Hi Ekta,
I apologize for my late reply as I am in a Training Class. However, I do have an answer. The ultimate reason for the vast difference in time is latency in fetches to the database and the number of times it has to take place (8 million) times the number of milliseconds for each fetch and then the writing of the Audit of that data on a distant server. You could ask your Network Admins what the latency is. A simple ping will give you a rough idea.
If this was all with DBUPDATES=N, then the amount of time it took is strictly attributed to the exhaustive writing of the Audit file which can be 8 to 10 times as much data as the actual database. When we are doing an audit, we are doing a substantial amount of I/O. As a result, the distance comes into play.
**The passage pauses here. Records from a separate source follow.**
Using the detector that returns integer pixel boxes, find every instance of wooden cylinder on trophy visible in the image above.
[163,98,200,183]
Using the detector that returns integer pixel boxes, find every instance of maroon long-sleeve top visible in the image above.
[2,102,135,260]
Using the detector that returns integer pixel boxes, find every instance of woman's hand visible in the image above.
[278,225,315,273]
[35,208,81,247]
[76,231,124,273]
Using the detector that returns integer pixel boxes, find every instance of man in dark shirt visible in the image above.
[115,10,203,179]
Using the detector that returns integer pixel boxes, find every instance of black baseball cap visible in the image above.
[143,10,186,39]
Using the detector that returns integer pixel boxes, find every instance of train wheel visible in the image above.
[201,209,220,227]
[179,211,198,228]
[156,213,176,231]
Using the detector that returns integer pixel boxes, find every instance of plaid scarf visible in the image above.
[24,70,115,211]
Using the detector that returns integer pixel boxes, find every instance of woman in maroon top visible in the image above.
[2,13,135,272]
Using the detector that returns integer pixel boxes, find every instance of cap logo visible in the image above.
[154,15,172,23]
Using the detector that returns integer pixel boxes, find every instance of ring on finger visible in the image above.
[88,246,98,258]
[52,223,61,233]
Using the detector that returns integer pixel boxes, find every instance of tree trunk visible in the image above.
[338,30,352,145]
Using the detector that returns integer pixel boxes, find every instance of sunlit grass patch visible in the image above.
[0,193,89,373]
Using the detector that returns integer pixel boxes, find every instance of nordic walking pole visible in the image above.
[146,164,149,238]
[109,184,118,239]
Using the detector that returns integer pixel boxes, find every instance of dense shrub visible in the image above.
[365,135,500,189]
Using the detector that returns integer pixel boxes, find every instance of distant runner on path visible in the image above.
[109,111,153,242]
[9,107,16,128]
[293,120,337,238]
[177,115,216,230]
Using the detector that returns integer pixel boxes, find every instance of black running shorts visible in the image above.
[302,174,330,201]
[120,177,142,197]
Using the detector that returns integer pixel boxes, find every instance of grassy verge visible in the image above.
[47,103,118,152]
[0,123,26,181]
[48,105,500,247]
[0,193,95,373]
By the way, it is best practice to use the Audit on during the initial Debug phase of the project to make sure that the masking and data generation is working, and then turn off the audit during actual production runs. We had heard this from many Client Auditors that they see the Audit File as a security breach when run against production or actual Client Data.
Now, with DBUPDATES=Y the latency in distance between the databases (assuming your source is say APAC and your target is NAM) will come into play if the data has to be read from one distant database to be written into a near one. Once again this can be tested with a small run of 1000 rows. This test masking would be dropped when you run your final run, but it will provide you with the fore knowledge of what to expect when doing the production run.
Okay, so lets assume 2 days run-time. Is this acceptable? Is there Risk involved in the span of time that the mask data is being created? Is my production data vulnerable to exposure during this time? Can I decrease that time? These are questions that I would be looking at if I was doing this run. The next questions would be can I mitigate the exposure? And if so How?
One would hope that the transmission would be secure between your servers, so that is in someone else's hands. However, that is a long time (2 days). Is my data run exposed to complete failure due to unscheduled outages and what will it take to recover? If the failure occurs at 1 day, 23 hours, and 30 minutes, and we do not have a method to simply do that last 30 minutes, and we have to redo the entire run, that would be costly. Have you explored the restartability of your data run? Specify the Restartability Option
Can I shorten the time if it is 2 days? If the ultimate issue is latency, then I would have to strongly lean to writing the data on the database where the data is and then importing it to the "distant" server. This may not be an option, but it is one that will dramatically reduce the time for completion of the process and Risk. Since the fastest way to complete any computer process is in the machine's memory and limiting the disk or network I/O to an absolute minimum, this is where you have to look to save time.
I hope this clarifies your questions.
Cheers!
Les